CREATE FUNCTION get_current_timestamp() RETURNS timestamp AS $$
    SELECT current_timestamp;
$$ LANGUAGE SQL STABLE;

-- Usage:
SELECT get_current_timestamp();

IMMUTABLE Functions

Behavior:
- Cannot modify the database
- Always return the same result for the same input arguments
- Results do not depend on any database content or external state
Examples:
- Mathematical functions
- String manipulation functions that don’t depend on database settings

Here’s an example of an IMMUTABLE function:

CREATE FUNCTION add_numbers(a integer, b integer) RETURNS integer AS $$
    SELECT a + b;
$$ LANGUAGE SQL IMMUTABLE;

Key Points:

Optimization:
- The query planner can optimize STABLE and IMMUTABLE functions more effectively than VOLATILE functions.
- IMMUTABLE function calls can be pre-computed during query planning if their arguments are constant.
- STABLE functions can be optimized in WHERE clauses and joins, as the planner knows their value won’t change within a query.
Default Behavior:
- Functions are considered VOLATILE by default unless specified otherwise.
Performance Impact:
- Correctly categorizing your functions can lead to significant performance improvements in complex queries.
Incorrect Categorization:
- Marking a function as STABLE or IMMUTABLE when it’s actually VOLATILE can lead to incorrect query results.
- It’s safer to mark a function as more volatile than it actually is (e.g., STABLE instead of IMMUTABLE) if you’re unsure.
Usage in Indexes:
- Only IMMUTABLE functions can be used directly in index definitions.

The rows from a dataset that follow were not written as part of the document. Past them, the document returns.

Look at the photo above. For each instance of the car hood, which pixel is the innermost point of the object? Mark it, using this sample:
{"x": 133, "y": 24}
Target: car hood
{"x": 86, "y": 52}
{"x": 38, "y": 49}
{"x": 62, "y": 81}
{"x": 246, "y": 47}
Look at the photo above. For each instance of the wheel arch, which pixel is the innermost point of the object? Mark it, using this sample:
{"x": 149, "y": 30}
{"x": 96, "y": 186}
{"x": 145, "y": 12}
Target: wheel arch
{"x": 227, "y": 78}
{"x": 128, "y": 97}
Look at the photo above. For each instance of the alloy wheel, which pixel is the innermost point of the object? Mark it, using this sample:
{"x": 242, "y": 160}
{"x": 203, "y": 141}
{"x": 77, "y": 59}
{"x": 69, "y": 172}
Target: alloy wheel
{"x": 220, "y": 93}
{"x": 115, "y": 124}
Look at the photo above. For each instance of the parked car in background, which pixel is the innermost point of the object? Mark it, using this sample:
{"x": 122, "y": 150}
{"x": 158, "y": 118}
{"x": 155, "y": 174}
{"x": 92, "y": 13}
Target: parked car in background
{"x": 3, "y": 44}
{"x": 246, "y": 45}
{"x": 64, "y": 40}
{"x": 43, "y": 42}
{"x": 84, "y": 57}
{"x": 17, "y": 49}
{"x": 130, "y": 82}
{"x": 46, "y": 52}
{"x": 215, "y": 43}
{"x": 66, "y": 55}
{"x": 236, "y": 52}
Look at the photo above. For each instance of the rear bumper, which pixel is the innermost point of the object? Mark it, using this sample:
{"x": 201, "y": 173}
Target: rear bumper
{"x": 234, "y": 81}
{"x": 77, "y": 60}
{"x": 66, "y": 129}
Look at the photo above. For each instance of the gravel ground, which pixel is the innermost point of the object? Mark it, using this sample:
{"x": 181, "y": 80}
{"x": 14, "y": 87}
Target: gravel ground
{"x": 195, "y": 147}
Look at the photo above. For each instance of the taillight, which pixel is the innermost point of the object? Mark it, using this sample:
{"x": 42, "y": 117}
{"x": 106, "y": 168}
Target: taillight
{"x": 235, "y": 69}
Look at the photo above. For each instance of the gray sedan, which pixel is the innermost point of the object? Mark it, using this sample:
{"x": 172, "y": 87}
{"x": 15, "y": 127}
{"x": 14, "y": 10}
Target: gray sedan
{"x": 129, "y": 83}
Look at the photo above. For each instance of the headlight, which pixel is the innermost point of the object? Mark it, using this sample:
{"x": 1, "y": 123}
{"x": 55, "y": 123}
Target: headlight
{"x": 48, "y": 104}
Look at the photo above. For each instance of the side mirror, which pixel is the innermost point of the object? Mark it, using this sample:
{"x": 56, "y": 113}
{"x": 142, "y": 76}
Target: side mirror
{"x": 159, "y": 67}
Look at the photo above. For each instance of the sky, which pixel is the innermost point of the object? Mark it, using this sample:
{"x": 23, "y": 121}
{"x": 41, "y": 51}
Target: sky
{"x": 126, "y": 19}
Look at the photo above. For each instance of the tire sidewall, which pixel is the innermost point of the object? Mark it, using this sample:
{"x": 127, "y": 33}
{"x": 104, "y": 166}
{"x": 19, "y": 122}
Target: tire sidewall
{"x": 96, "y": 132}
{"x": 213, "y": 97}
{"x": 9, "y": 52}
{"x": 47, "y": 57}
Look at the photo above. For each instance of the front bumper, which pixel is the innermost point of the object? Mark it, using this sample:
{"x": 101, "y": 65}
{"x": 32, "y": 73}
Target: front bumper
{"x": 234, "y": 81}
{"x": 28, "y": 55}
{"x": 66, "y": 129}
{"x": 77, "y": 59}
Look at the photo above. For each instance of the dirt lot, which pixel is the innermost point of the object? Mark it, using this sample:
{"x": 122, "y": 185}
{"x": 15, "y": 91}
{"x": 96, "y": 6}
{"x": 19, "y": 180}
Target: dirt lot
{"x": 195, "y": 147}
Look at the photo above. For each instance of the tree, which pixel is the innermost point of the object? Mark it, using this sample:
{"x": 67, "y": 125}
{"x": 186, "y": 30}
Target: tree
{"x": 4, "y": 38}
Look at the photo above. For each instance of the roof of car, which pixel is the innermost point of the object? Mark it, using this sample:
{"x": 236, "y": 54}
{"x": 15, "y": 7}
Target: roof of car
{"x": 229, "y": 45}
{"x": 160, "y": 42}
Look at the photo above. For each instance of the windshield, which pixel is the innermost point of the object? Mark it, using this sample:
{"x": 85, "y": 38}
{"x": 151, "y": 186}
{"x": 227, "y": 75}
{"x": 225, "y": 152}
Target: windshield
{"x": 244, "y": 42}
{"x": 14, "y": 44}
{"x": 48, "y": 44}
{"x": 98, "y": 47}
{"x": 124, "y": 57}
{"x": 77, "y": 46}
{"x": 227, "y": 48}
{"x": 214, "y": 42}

Here’s an example demonstrating how volatility affects query planning:

CREATE TABLE items (id serial PRIMARY KEY, price numeric);

-- VOLATILE function (default)
CREATE FUNCTION get_tax_rate() RETURNS numeric AS $$
    SELECT 0.1; -- Assume this could change
$$ LANGUAGE SQL;

-- IMMUTABLE function
CREATE FUNCTION calculate_tax(price numeric) RETURNS numeric AS $$
    SELECT price * 0.1;
$$ LANGUAGE SQL IMMUTABLE;

-- This query will recalculate get_tax_rate() for every row
EXPLAIN ANALYZE SELECT id, price * get_tax_rate() FROM items;

-- This query can optimize the calculate_tax() call
EXPLAIN ANALYZE SELECT id, calculate_tax(price) FROM items;

In the second query, the planner might be able to compute calculate_tax just once if it determines that this optimization is beneficial.

Rule of thumb:

VOLATILE: Use when the function can modify database state or its result can change even with the same inputs (e.g., random(), current_timestamp).
STABLE: Use when the function doesn’t modify the database and returns consistent results for the same inputs within a single table scan, but may change across statements (e.g., now(), current_date).
IMMUTABLE: Use when the function always returns the same result for the same arguments, regardless of any database or external state (e.g., abs(), lower()).

It’s safer to choose the more volatile option. Incorrectly marking a function as less volatile than it actually is can lead to incorrect query results, while being more conservative only potentially misses some optimization opportunities.